The Korean government will toughen probes into large firms infringing on the technologies of small and medium-sized enterprises, officials said Monday.
For this, the Ministry of SMEs and Startups announced it will move to revise regulations related to companies’ technology infringements to reinforce the investigative power.
Currently, authorities have to suspend an investigation on alleged technology infringement in certain cases, including when a business is temporarily closed or a lawsuit is filed between parties.

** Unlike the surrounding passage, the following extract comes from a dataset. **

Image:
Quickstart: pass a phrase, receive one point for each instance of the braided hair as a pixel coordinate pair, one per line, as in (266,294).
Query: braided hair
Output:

Under new regulations, the phrase “investigation is stopped” would be changed to “investigation can be stopped,” to allow the ministry to continue to investigate. The ministry cited past cases in which a company intentionally filed a lawsuit with the court to suspend a probe, and said the new rule will give the ministry greater discretion.
The revised laws will also make it difficult for large companies to reject on-site investigations related to technology infringement.
Currently, when a company refuses to be investigated, the ministry imposes a fine on the firm and suspends the probe for 60 days to await a response from the accused. In the future, the ministry will be able to continue the investigation even after the penalty is charged.
Since December 2018, more than 20 cases related to technology infringement have been reported to authorities, the ministry said. Two years ago, the SMEs Ministry implemented a revision of the Act on Support for Protection of Small and Medium Business Technology to be engaged in technology infringement cases directly.
Concerning technology violation cases, SMEs can report either SMEs or large companies to the ministry.
Of the around 20 reported cases, more than half were between SMEs and large companies while the other half were cases between SMEs. Investigations, however, were made mostly for cases between SMEs and large companies, the ministry said.
“The purpose of the administrative investigation is to resolve the unreasonable reality that small and medium-sized companies have to prove facts even though the perpetrator holds most of the evidence,” said Lee Dong-won, a chief at the ministry’s technology protection division, in a press briefing in March.
“The ministry will develop the system to help small and medium-sized enterprises having difficulty in proving their technologies despite infringement.”